Alteplase confers long-term survival benefit after stroke
medwireNews: Alteplase treatment in patients with acute ischaemic stroke is associated with a survival benefit among those who survive the acute phase, shows further analysis of IST-3.
“The results of this study are reassuring for clinicians concerned about the effect of alteplase on patient survival, and will help clinicians to inform patients and their relatives, and to discuss with them the early hazards and long-term benefits of treatment”, say the investigators.
The analysis involves 1946 participants from the UK and Scandinavia, for whom long-term survival data were obtainable.
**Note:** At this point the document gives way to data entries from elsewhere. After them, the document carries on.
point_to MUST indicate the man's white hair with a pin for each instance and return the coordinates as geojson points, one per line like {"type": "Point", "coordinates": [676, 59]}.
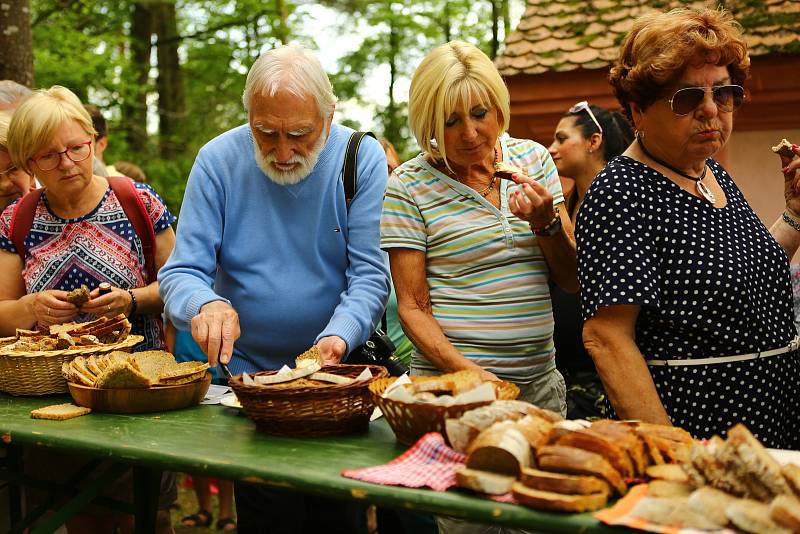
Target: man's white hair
{"type": "Point", "coordinates": [294, 69]}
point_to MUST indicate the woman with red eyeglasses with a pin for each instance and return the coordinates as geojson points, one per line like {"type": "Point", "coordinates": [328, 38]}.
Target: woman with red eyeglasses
{"type": "Point", "coordinates": [79, 235]}
{"type": "Point", "coordinates": [586, 138]}
{"type": "Point", "coordinates": [684, 291]}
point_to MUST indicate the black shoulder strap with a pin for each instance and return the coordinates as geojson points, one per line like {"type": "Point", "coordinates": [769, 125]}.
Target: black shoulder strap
{"type": "Point", "coordinates": [349, 176]}
{"type": "Point", "coordinates": [351, 164]}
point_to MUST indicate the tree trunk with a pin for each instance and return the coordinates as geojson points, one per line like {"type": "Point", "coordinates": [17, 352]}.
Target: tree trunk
{"type": "Point", "coordinates": [495, 29]}
{"type": "Point", "coordinates": [171, 101]}
{"type": "Point", "coordinates": [134, 106]}
{"type": "Point", "coordinates": [16, 42]}
{"type": "Point", "coordinates": [282, 31]}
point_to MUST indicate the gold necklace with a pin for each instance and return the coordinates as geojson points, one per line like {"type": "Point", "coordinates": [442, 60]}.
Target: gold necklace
{"type": "Point", "coordinates": [485, 191]}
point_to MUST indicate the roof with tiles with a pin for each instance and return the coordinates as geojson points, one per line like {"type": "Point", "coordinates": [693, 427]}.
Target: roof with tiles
{"type": "Point", "coordinates": [563, 35]}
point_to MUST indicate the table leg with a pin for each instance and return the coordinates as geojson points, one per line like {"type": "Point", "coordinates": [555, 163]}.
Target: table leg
{"type": "Point", "coordinates": [146, 489]}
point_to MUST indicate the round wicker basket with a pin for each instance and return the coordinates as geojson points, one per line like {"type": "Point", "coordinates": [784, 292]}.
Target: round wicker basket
{"type": "Point", "coordinates": [39, 372]}
{"type": "Point", "coordinates": [411, 421]}
{"type": "Point", "coordinates": [310, 411]}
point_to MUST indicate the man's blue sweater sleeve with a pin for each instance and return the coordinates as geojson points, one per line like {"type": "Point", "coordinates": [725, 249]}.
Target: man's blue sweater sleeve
{"type": "Point", "coordinates": [186, 280]}
{"type": "Point", "coordinates": [367, 292]}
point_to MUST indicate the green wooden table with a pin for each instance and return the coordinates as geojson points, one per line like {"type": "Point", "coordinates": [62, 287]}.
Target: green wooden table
{"type": "Point", "coordinates": [221, 442]}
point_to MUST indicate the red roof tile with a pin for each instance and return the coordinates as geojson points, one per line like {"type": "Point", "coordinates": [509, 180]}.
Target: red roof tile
{"type": "Point", "coordinates": [563, 35]}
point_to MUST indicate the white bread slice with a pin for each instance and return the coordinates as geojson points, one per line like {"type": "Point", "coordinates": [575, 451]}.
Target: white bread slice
{"type": "Point", "coordinates": [592, 441]}
{"type": "Point", "coordinates": [484, 481]}
{"type": "Point", "coordinates": [672, 512]}
{"type": "Point", "coordinates": [501, 448]}
{"type": "Point", "coordinates": [561, 483]}
{"type": "Point", "coordinates": [547, 500]}
{"type": "Point", "coordinates": [757, 464]}
{"type": "Point", "coordinates": [791, 474]}
{"type": "Point", "coordinates": [711, 502]}
{"type": "Point", "coordinates": [785, 510]}
{"type": "Point", "coordinates": [753, 516]}
{"type": "Point", "coordinates": [562, 459]}
{"type": "Point", "coordinates": [294, 374]}
{"type": "Point", "coordinates": [672, 472]}
{"type": "Point", "coordinates": [60, 412]}
{"type": "Point", "coordinates": [669, 488]}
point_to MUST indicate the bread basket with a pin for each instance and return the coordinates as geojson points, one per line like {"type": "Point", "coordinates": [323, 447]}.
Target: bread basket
{"type": "Point", "coordinates": [411, 421]}
{"type": "Point", "coordinates": [39, 372]}
{"type": "Point", "coordinates": [310, 411]}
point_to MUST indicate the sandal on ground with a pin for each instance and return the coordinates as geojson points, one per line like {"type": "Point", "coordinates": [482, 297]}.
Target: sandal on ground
{"type": "Point", "coordinates": [225, 522]}
{"type": "Point", "coordinates": [202, 518]}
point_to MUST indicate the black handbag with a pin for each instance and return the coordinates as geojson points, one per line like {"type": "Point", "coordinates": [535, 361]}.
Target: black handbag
{"type": "Point", "coordinates": [379, 348]}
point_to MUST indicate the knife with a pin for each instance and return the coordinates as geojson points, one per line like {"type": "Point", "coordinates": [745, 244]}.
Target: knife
{"type": "Point", "coordinates": [225, 370]}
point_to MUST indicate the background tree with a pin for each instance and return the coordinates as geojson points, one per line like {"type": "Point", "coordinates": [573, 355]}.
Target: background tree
{"type": "Point", "coordinates": [16, 42]}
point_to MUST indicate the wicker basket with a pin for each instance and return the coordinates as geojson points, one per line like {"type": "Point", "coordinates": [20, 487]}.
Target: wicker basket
{"type": "Point", "coordinates": [411, 421]}
{"type": "Point", "coordinates": [310, 411]}
{"type": "Point", "coordinates": [39, 373]}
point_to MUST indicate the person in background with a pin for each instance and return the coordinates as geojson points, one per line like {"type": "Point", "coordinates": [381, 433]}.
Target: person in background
{"type": "Point", "coordinates": [275, 182]}
{"type": "Point", "coordinates": [683, 288]}
{"type": "Point", "coordinates": [131, 170]}
{"type": "Point", "coordinates": [586, 138]}
{"type": "Point", "coordinates": [101, 140]}
{"type": "Point", "coordinates": [14, 182]}
{"type": "Point", "coordinates": [12, 94]}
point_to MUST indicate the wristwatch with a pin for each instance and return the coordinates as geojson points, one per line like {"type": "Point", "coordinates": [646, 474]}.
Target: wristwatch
{"type": "Point", "coordinates": [551, 228]}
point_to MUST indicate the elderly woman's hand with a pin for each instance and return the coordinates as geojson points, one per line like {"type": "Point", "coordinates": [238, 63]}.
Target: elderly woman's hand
{"type": "Point", "coordinates": [109, 304]}
{"type": "Point", "coordinates": [51, 307]}
{"type": "Point", "coordinates": [791, 181]}
{"type": "Point", "coordinates": [531, 202]}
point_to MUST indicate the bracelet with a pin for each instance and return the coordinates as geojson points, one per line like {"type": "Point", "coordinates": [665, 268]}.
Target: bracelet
{"type": "Point", "coordinates": [788, 219]}
{"type": "Point", "coordinates": [551, 228]}
{"type": "Point", "coordinates": [134, 305]}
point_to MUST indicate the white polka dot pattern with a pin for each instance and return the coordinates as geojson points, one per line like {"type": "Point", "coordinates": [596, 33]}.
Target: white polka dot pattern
{"type": "Point", "coordinates": [710, 282]}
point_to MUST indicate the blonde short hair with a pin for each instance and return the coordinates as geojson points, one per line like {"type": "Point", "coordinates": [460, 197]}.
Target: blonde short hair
{"type": "Point", "coordinates": [5, 120]}
{"type": "Point", "coordinates": [660, 46]}
{"type": "Point", "coordinates": [453, 73]}
{"type": "Point", "coordinates": [38, 118]}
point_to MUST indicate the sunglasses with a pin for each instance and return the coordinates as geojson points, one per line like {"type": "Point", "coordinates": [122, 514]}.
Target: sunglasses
{"type": "Point", "coordinates": [580, 106]}
{"type": "Point", "coordinates": [726, 97]}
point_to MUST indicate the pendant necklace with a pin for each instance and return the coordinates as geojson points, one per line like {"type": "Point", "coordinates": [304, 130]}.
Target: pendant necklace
{"type": "Point", "coordinates": [704, 191]}
{"type": "Point", "coordinates": [485, 191]}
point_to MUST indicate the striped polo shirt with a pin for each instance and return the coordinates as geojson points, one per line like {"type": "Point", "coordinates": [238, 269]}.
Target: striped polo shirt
{"type": "Point", "coordinates": [486, 274]}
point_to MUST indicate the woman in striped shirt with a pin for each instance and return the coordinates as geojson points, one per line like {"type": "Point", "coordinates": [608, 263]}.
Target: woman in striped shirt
{"type": "Point", "coordinates": [471, 254]}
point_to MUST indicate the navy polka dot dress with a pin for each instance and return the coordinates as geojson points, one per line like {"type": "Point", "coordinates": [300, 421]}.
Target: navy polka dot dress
{"type": "Point", "coordinates": [710, 282]}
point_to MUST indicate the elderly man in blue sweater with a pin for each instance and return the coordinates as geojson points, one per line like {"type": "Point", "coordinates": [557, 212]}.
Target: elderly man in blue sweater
{"type": "Point", "coordinates": [268, 260]}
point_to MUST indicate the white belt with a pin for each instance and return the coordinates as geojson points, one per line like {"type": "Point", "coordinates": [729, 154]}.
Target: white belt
{"type": "Point", "coordinates": [791, 347]}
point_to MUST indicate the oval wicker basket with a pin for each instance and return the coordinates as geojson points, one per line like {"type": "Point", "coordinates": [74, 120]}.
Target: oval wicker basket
{"type": "Point", "coordinates": [411, 421]}
{"type": "Point", "coordinates": [39, 372]}
{"type": "Point", "coordinates": [310, 411]}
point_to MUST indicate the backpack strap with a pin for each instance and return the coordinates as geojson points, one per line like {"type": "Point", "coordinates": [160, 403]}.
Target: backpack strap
{"type": "Point", "coordinates": [351, 164]}
{"type": "Point", "coordinates": [137, 214]}
{"type": "Point", "coordinates": [22, 220]}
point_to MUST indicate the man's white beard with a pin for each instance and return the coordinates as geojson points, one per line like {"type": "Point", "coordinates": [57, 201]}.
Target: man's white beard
{"type": "Point", "coordinates": [298, 174]}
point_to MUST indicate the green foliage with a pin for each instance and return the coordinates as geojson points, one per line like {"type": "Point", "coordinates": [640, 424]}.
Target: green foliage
{"type": "Point", "coordinates": [86, 46]}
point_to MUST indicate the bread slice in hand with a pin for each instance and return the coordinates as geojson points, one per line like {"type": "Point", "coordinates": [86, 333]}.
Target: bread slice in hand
{"type": "Point", "coordinates": [561, 483]}
{"type": "Point", "coordinates": [484, 481]}
{"type": "Point", "coordinates": [560, 502]}
{"type": "Point", "coordinates": [60, 412]}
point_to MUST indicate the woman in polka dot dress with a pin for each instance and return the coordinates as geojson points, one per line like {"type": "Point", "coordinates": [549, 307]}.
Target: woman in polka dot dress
{"type": "Point", "coordinates": [80, 233]}
{"type": "Point", "coordinates": [681, 284]}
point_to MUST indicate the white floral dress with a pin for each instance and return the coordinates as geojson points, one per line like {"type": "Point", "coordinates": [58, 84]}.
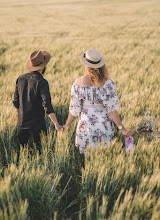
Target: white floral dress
{"type": "Point", "coordinates": [92, 105]}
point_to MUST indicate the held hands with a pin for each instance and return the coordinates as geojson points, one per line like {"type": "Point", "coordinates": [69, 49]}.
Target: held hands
{"type": "Point", "coordinates": [65, 127]}
{"type": "Point", "coordinates": [58, 127]}
{"type": "Point", "coordinates": [126, 132]}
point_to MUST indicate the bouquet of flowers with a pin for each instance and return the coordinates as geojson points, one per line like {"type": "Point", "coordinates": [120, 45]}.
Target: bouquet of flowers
{"type": "Point", "coordinates": [148, 127]}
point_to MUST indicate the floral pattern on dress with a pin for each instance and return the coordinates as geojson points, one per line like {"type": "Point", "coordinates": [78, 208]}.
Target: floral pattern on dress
{"type": "Point", "coordinates": [92, 105]}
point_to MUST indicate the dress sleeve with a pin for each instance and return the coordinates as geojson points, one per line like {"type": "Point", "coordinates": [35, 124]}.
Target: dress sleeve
{"type": "Point", "coordinates": [111, 100]}
{"type": "Point", "coordinates": [75, 103]}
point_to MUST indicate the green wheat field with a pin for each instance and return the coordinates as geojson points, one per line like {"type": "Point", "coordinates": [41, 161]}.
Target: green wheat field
{"type": "Point", "coordinates": [113, 185]}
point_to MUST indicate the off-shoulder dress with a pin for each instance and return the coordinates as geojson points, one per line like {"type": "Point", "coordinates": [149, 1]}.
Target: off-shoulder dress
{"type": "Point", "coordinates": [92, 105]}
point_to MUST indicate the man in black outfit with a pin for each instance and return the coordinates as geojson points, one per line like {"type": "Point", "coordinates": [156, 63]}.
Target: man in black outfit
{"type": "Point", "coordinates": [32, 99]}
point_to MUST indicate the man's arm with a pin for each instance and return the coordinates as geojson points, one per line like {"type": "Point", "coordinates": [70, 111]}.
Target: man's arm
{"type": "Point", "coordinates": [16, 97]}
{"type": "Point", "coordinates": [46, 102]}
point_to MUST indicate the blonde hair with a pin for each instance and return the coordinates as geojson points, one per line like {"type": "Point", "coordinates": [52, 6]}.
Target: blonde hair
{"type": "Point", "coordinates": [99, 75]}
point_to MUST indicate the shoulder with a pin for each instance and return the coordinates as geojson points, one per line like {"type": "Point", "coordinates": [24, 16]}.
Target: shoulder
{"type": "Point", "coordinates": [23, 76]}
{"type": "Point", "coordinates": [83, 81]}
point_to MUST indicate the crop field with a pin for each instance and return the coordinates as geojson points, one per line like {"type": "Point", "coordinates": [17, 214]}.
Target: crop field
{"type": "Point", "coordinates": [112, 185]}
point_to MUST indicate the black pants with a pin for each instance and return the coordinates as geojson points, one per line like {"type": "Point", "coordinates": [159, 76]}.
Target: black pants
{"type": "Point", "coordinates": [25, 134]}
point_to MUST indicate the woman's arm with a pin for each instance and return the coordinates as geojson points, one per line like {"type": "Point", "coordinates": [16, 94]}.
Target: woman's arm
{"type": "Point", "coordinates": [114, 115]}
{"type": "Point", "coordinates": [69, 121]}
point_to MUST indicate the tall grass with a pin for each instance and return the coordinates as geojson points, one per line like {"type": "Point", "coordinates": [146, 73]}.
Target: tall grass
{"type": "Point", "coordinates": [55, 185]}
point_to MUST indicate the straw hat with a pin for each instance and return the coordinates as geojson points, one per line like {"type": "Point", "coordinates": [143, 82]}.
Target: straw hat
{"type": "Point", "coordinates": [92, 58]}
{"type": "Point", "coordinates": [38, 60]}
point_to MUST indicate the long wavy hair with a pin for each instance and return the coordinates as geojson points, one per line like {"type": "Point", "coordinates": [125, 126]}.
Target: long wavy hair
{"type": "Point", "coordinates": [97, 76]}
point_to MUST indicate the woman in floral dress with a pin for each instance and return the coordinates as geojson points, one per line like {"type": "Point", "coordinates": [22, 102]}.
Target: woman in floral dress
{"type": "Point", "coordinates": [95, 102]}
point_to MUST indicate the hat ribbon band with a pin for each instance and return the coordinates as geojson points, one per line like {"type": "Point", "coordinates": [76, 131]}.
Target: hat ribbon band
{"type": "Point", "coordinates": [40, 63]}
{"type": "Point", "coordinates": [92, 62]}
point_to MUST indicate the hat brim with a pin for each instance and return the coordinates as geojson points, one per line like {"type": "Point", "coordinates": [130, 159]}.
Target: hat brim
{"type": "Point", "coordinates": [86, 63]}
{"type": "Point", "coordinates": [46, 60]}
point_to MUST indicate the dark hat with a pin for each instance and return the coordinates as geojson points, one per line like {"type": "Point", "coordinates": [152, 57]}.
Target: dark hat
{"type": "Point", "coordinates": [38, 60]}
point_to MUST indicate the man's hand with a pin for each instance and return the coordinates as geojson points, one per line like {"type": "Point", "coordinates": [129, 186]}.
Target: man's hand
{"type": "Point", "coordinates": [126, 132]}
{"type": "Point", "coordinates": [66, 127]}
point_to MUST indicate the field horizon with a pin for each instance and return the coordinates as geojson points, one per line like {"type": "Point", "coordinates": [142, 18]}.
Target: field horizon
{"type": "Point", "coordinates": [113, 184]}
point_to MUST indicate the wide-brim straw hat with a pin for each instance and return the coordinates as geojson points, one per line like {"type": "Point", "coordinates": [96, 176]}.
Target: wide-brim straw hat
{"type": "Point", "coordinates": [38, 60]}
{"type": "Point", "coordinates": [92, 58]}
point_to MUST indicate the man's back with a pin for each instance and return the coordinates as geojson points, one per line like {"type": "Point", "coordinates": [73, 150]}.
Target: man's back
{"type": "Point", "coordinates": [31, 97]}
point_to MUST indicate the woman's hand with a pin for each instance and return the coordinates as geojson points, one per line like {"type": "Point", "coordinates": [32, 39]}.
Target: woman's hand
{"type": "Point", "coordinates": [66, 127]}
{"type": "Point", "coordinates": [126, 132]}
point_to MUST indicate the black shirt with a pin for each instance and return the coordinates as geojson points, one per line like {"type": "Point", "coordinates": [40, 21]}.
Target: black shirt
{"type": "Point", "coordinates": [32, 98]}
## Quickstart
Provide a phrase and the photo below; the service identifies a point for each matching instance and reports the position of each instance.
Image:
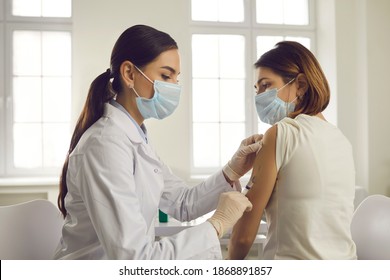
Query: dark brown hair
(139, 44)
(288, 59)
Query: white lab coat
(116, 184)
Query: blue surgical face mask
(165, 99)
(271, 108)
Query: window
(227, 38)
(37, 93)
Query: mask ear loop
(143, 74)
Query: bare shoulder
(270, 135)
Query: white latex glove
(242, 160)
(231, 206)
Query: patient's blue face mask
(271, 108)
(165, 99)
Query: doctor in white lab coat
(113, 183)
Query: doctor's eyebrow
(170, 69)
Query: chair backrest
(370, 228)
(29, 230)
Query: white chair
(370, 228)
(29, 230)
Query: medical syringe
(248, 186)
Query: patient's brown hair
(288, 59)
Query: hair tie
(109, 73)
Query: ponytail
(99, 93)
(140, 44)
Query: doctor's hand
(242, 160)
(231, 206)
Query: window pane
(42, 8)
(265, 43)
(282, 12)
(231, 10)
(56, 49)
(205, 56)
(27, 145)
(231, 136)
(27, 100)
(205, 100)
(303, 40)
(57, 8)
(232, 100)
(296, 12)
(56, 99)
(232, 56)
(201, 13)
(27, 53)
(56, 139)
(218, 10)
(26, 8)
(206, 145)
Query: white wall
(353, 47)
(363, 44)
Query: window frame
(250, 29)
(10, 24)
(2, 90)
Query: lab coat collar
(123, 122)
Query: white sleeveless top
(310, 210)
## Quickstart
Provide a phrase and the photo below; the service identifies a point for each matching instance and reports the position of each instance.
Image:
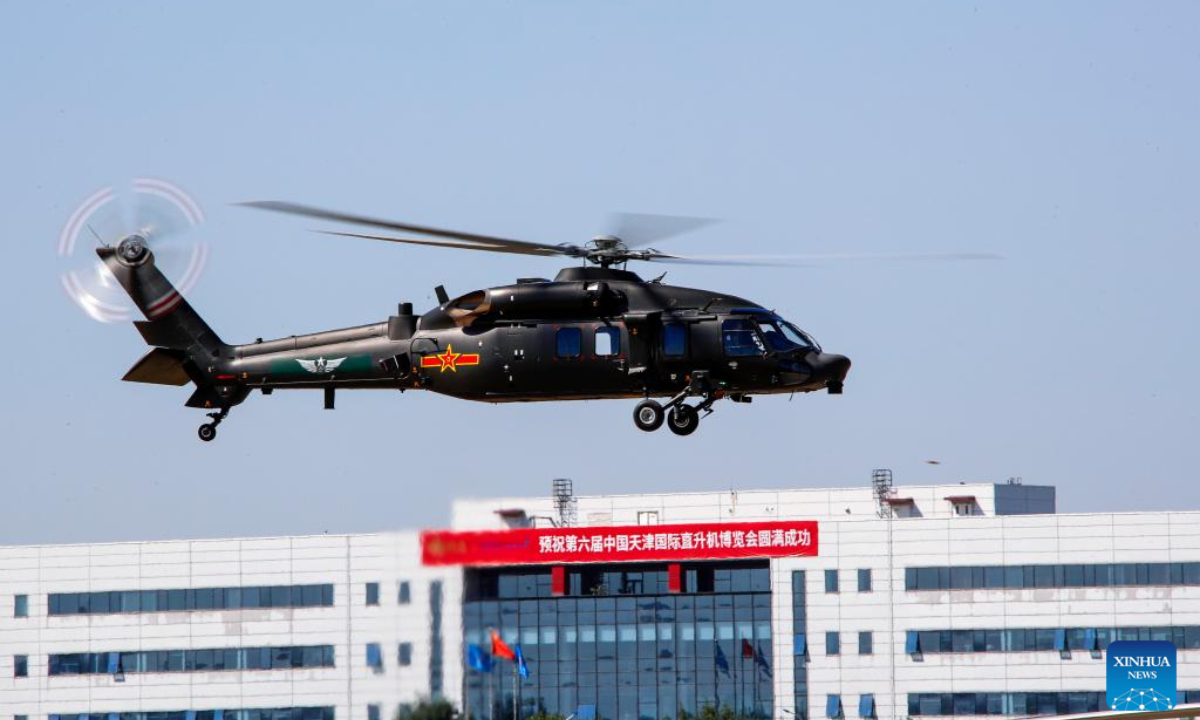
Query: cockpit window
(739, 339)
(797, 336)
(471, 301)
(781, 335)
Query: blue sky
(1061, 136)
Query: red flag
(501, 649)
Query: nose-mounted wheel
(683, 419)
(648, 415)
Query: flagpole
(717, 681)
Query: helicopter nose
(832, 369)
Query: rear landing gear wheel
(683, 420)
(648, 415)
(208, 431)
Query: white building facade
(305, 628)
(919, 601)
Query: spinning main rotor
(629, 241)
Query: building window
(181, 600)
(647, 517)
(675, 340)
(375, 657)
(607, 341)
(198, 660)
(295, 713)
(570, 342)
(833, 643)
(1051, 576)
(865, 645)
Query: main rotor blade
(321, 214)
(637, 229)
(442, 244)
(796, 261)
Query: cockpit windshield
(784, 336)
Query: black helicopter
(595, 331)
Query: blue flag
(721, 663)
(760, 659)
(521, 666)
(477, 659)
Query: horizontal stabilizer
(205, 397)
(163, 334)
(159, 367)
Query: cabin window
(570, 342)
(421, 346)
(607, 341)
(675, 340)
(739, 339)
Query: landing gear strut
(682, 418)
(208, 431)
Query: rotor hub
(132, 250)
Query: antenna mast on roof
(881, 484)
(564, 502)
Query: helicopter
(595, 331)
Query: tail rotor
(145, 215)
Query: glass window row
(676, 700)
(600, 581)
(316, 713)
(1014, 703)
(660, 633)
(119, 601)
(665, 609)
(1018, 640)
(201, 660)
(1051, 576)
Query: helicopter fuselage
(593, 333)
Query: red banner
(701, 541)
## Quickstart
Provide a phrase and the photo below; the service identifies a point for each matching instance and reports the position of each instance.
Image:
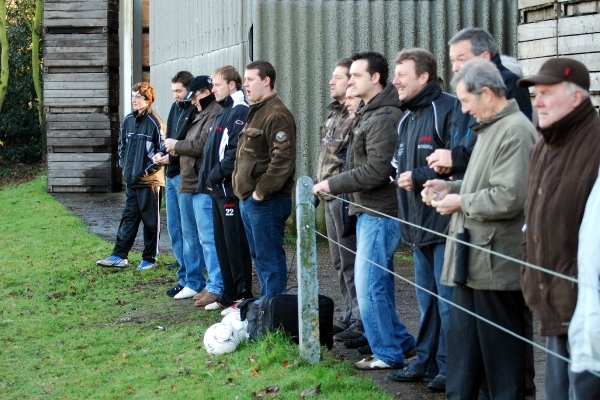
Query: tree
(3, 53)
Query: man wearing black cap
(563, 168)
(198, 237)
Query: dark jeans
(476, 350)
(264, 222)
(142, 204)
(232, 250)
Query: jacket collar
(509, 109)
(423, 98)
(559, 132)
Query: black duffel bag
(280, 311)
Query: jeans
(343, 262)
(192, 269)
(205, 232)
(376, 240)
(561, 382)
(264, 222)
(431, 343)
(174, 222)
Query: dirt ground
(102, 212)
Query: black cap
(557, 70)
(199, 82)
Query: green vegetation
(69, 329)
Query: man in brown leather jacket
(563, 169)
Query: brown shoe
(201, 294)
(207, 299)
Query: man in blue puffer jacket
(140, 139)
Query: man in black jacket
(181, 115)
(424, 128)
(140, 138)
(214, 181)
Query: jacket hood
(511, 108)
(387, 97)
(423, 98)
(559, 132)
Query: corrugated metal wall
(195, 35)
(304, 39)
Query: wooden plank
(80, 173)
(579, 25)
(78, 94)
(521, 4)
(537, 48)
(79, 181)
(80, 102)
(79, 142)
(75, 85)
(80, 157)
(537, 30)
(532, 66)
(579, 44)
(145, 13)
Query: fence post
(308, 285)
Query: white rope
(521, 262)
(455, 305)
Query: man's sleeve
(280, 135)
(223, 170)
(380, 145)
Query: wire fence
(521, 262)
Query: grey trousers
(343, 262)
(561, 382)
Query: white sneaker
(185, 293)
(213, 306)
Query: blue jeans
(431, 343)
(174, 222)
(192, 269)
(264, 222)
(205, 232)
(376, 240)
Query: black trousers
(233, 251)
(476, 350)
(142, 204)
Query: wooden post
(308, 285)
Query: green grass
(71, 330)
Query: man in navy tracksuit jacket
(218, 161)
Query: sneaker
(232, 308)
(172, 265)
(438, 384)
(356, 343)
(174, 290)
(113, 261)
(146, 265)
(206, 300)
(354, 332)
(185, 293)
(407, 374)
(213, 306)
(371, 363)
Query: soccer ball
(235, 321)
(221, 338)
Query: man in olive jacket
(373, 193)
(564, 167)
(263, 175)
(489, 204)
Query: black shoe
(356, 343)
(171, 266)
(174, 290)
(354, 332)
(408, 375)
(365, 349)
(438, 384)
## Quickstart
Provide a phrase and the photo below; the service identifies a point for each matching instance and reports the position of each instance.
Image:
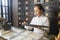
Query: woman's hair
(40, 7)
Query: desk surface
(20, 34)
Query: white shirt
(42, 20)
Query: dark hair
(40, 7)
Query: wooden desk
(20, 34)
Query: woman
(39, 19)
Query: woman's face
(37, 11)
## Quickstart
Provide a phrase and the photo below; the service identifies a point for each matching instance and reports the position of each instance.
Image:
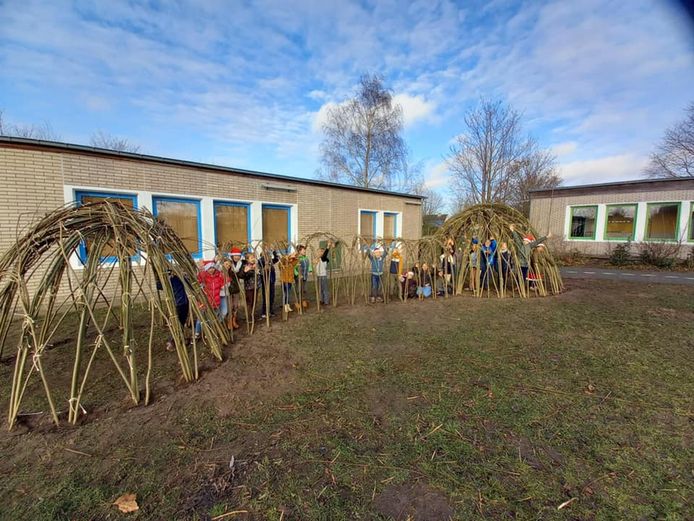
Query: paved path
(660, 277)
The 3-year mortality rates were 47% among patients randomly assigned to alteplase and 50% in the standard care group, which was not a significant difference.
However, differences emerged when Eivind Berge (Oslo University Hospital, Norway) and colleagues considered short- and long-term mortality separately, they report in The Lancet Neurology.
During the first 7 days after treatment, there was an increased mortality rate in the alteplase group versus the control group, at 10% versus 7%, equating to a significant hazard ratio (HR) of 1.52. The excess deaths in the alteplase group were due mainly to intracerebral haemorrhage or expansion of the original infarct.
But between 8 days and 3 years, the mortality rates were 41% versus 47% in the alteplase and control groups, respectively, giving an HR of 0.78 in favour of alteplase. The long-term survival benefit was consistent across subgroups of age, National Institutes of Health Stroke Scale score and time to alteplase treatment.
In an accompanying commentary, Rüdiger Seitz (Landschaftsverband Rheinland-Klinikum Düsseldorf, Germany) describes the long-term survival benefit as “noteworthy”.
He says: “Since this difference was not due to patients’ age, stroke severity at onset, or time to treatment, and standard treatment ought to be the same in both patient groups, this difference is likely to result from an improved functional outcome after alteplase treatment.”
However, Seitz notes that the early increased mortality risk associated with alteplase extended beyond the acute phase to around 4 months.
“Given that standard medical care was the same in those given and not given alteplase, and that their age and severity of stroke at onset were the same, the causes for the excessive rate of deaths in those given alteplase are unclear”, he says, calling for further investigation.